Weltneuheiten in Rotterdam

Park und Kuhstall lernen schwimmen

Modellzeichnungen vom "Recycled Park": Seit dem 4. Juli 2018 schwimmt er im Rotterdamer Hafen.
Modellzeichnungen vom "Recycled Park": Seit dem 4. Juli 2018 schwimmt er im Rotterdamer Hafen. © Recycled Island Foundation
Von Klaus Englert · 04.07.2018
Im Rotterdamer Hafen schwimmt seit Neuestem ein recycelter Park: eine Insel, gefertigt aus Plastikmüll, der aus dem Wasser gefischt wurde. Demnächst startet nebenan die "Floating Farm" - ein Kuhstall, der auf Kreislaufwirtschaft setzt. Gelungene Vorzeigeprojekte oder unnötige Spielereien?
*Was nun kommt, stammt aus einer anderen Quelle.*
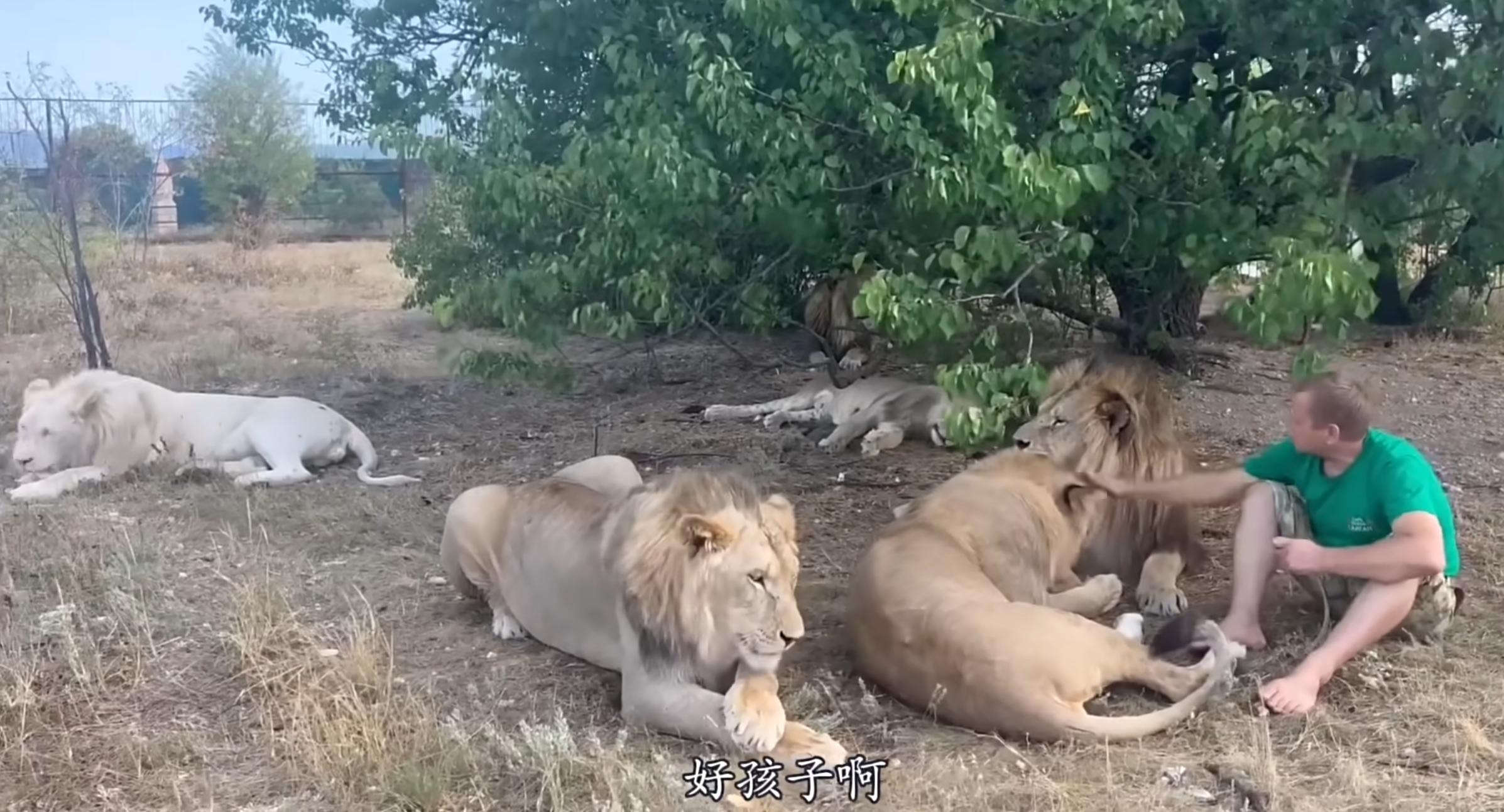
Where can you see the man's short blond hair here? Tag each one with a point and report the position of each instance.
(1339, 399)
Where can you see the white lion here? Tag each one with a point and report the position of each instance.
(98, 423)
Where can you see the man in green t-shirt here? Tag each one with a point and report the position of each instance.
(1349, 512)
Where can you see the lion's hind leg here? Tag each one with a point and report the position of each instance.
(792, 403)
(232, 468)
(777, 420)
(1097, 596)
(503, 623)
(281, 452)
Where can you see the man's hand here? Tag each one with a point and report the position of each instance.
(1110, 485)
(1299, 555)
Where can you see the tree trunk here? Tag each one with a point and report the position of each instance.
(1392, 309)
(1166, 303)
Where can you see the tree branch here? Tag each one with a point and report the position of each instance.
(1106, 324)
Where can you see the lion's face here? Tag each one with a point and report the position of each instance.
(50, 431)
(1076, 420)
(753, 578)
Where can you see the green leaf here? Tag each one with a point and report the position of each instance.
(1097, 176)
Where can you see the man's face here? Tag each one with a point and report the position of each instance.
(1304, 433)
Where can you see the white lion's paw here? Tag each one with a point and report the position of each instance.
(31, 492)
(506, 626)
(1162, 600)
(800, 742)
(1109, 590)
(1130, 626)
(754, 718)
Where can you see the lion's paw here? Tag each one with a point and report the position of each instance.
(31, 492)
(802, 742)
(715, 413)
(1162, 600)
(755, 718)
(506, 626)
(1109, 588)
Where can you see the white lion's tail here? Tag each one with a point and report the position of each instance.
(366, 453)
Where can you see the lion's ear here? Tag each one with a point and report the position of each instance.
(1118, 416)
(89, 406)
(35, 388)
(706, 534)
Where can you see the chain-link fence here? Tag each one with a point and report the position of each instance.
(140, 167)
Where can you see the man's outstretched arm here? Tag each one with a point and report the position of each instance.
(1204, 487)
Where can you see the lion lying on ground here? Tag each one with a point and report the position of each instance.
(829, 317)
(1113, 416)
(684, 585)
(882, 411)
(952, 608)
(98, 425)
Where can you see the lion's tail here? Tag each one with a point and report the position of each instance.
(366, 453)
(1121, 728)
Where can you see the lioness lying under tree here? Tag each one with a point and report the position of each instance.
(882, 411)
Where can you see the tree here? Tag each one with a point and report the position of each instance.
(644, 166)
(254, 157)
(41, 226)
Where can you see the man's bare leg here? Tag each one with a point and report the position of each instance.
(1378, 609)
(1252, 566)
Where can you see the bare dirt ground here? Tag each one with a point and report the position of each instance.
(192, 646)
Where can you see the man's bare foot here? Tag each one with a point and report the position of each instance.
(1294, 694)
(1247, 634)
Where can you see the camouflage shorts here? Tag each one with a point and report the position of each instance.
(1437, 597)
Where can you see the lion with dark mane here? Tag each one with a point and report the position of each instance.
(1113, 416)
(829, 317)
(967, 605)
(685, 585)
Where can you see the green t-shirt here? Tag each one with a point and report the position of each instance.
(1388, 480)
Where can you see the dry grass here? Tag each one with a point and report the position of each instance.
(188, 646)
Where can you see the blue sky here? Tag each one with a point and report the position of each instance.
(140, 44)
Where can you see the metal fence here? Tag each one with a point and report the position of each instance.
(133, 165)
Floris Alkemade steht im Rotterdamer Stadtviertel Katendrecht, am Rande des Rheinhafens. Er ist der Reichsbaumeister der Niederlande. Ein besonderes Amt, in dem er sich als unabhängiger Berater der Regierung in alle architektonischen Entwicklungen des Landes einmischen kann und viele selbst steuert. Zentral in Alkemades Arbeit ist derzeit das Rotterdamer Hafenareal. Hier sei etwas Bedeutendes im Gange.
"Rotterdam und der Hafen gehören eng zusammen. Nachdem der Hafen in die Nordsee verlegt worden war, blieb die Stadt zurück und die alten Hafenanlagen wurden nicht mehr genutzt. Seither läuft ein faszinierender Wandel."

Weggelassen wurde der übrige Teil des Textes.